OP, my parents have a disabled bay marked outside their house for exactly the same reason (they live opposite a school). It's not actually legally enforceable, but it does deter people from parking there.

Contact your local authority, they may be able to do the same for you.

Caboodle · 15/10/2014 19:57

OP YANBU at all; they should have more patience.
However, play tactical here - the flowers / chocs plus an ' I'm sorry you occasionally have to wait for the bus to move, I know it's not often but I can see how it is an inconvenience; DC needs time etc' means it will be much more difficult for them to behave in this way when faced with your saintly nature. The ideal solution is for no beeping etc when DC is getting on the bus ; I can't see how a note or a chat where you don't say sorry through gritted teeth if need be would help achieve this.

Marmiteandjamislush · 15/10/2014 20:08

Older people have lives too, Op and are as entitled to feel annoyed by others' behaviour as you. I also don't understand the point about no other option, if it has only happened 3 times since Jan? Do you mean you've only blocked people out 3 times or the bus has only parked over her drive 3 times? It would annoy me if it were happening everyday tbh. I know these things can be hard btw, my nephew has severe cp and is a permanent wheelchair user and non verbal.
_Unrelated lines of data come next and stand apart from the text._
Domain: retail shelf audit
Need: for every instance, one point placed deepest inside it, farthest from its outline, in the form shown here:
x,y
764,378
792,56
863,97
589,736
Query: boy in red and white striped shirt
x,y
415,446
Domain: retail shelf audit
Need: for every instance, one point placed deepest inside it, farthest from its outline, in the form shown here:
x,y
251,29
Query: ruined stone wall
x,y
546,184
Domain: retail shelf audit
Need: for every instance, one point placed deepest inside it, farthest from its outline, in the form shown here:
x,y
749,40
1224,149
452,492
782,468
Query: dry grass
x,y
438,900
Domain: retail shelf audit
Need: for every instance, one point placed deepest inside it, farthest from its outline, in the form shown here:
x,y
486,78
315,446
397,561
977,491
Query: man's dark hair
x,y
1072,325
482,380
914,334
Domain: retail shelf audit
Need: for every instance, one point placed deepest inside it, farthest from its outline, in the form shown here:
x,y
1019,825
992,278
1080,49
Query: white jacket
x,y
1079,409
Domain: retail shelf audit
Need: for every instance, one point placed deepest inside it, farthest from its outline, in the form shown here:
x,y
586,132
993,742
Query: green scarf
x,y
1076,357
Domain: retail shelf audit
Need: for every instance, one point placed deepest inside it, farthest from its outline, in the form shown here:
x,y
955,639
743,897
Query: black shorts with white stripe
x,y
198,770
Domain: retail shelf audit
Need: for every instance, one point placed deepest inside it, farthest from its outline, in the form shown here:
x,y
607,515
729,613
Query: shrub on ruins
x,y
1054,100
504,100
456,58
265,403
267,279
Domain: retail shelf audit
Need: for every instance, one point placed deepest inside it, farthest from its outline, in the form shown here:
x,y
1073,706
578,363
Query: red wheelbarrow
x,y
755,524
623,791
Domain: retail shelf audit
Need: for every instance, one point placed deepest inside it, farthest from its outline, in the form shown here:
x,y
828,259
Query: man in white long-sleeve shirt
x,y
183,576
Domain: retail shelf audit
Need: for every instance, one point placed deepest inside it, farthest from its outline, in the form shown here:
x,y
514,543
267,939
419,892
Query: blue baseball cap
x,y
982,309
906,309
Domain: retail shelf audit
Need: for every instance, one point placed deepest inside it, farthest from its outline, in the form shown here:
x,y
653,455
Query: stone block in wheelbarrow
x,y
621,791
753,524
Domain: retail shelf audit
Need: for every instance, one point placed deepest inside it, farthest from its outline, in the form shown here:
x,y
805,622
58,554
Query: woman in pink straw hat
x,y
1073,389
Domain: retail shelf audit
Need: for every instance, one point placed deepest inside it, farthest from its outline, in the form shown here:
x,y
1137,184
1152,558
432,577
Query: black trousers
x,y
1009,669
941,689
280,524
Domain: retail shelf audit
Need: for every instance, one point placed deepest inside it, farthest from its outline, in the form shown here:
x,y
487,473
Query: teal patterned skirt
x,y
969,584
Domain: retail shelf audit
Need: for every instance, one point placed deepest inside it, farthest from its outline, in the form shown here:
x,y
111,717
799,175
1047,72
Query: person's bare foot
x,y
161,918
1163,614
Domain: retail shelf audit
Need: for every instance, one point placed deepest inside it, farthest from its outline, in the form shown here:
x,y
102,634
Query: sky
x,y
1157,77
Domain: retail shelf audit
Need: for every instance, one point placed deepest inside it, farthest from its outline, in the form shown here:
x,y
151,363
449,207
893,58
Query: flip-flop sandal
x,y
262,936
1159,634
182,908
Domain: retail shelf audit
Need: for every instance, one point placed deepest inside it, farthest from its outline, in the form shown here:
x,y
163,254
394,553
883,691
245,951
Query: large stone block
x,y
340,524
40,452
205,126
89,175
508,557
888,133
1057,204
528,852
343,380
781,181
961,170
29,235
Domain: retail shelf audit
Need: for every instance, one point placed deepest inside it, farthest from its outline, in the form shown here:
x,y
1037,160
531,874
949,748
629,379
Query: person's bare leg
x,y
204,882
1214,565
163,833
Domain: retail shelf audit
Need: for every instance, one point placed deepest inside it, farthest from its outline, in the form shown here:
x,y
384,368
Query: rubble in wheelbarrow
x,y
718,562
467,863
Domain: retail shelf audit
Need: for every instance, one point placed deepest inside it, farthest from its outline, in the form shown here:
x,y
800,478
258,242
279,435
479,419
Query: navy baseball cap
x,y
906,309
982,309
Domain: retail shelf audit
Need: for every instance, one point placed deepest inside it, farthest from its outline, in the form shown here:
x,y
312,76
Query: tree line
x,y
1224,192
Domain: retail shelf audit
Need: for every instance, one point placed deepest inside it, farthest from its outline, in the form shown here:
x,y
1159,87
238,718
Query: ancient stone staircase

I'm just saying that YABU to call someone names for feeling annoyed and to approach them and ask them to act 'nicely', that is what you would say to a child. However, you are not unreasonable not to tolerate verbal abuse.

Hurr1cane · 15/10/2014 20:12

Well. Actually, autism is not an excuse for being aggressive in front of children.

It's not. And I will not allow my son to think that either.

My next door neighbour, I'm pretty sure, has dementia.

He started getting more and more aggressive with me until I just refused to talk to him. Now he only gives me dirty looks. I understand his needs, and that's why I didn't call the police, but I do have a right not to be harassed aggressively.

I can and will do nice chats with the other very old man with dementia here (who stole my cat) however inconvenient it is for me, because I feel it's my duty as a human to make anyone happy if I can. But I won't tolerate aggression, not from my own severely autistic son, and certainly not from a stranger.

CadmiumRed · 15/10/2014 20:17

These are the things that everyone has to wait for round us (because no roads are wide enough, with the parking on them, to get round them):

Bin lorries
Tesco / Ocado etc vans which ALWAYS double park in the road while they unload
Courier vans from Amazon etc - ditto
and
School transport buses for disabled children

It's no big deal, this is what happens.

There is no excuse for anyone getting arsey about it. Explain the situation and tell her the times that the bus comes.

Anyway, it's not as if you have a choice. The bus needs to come.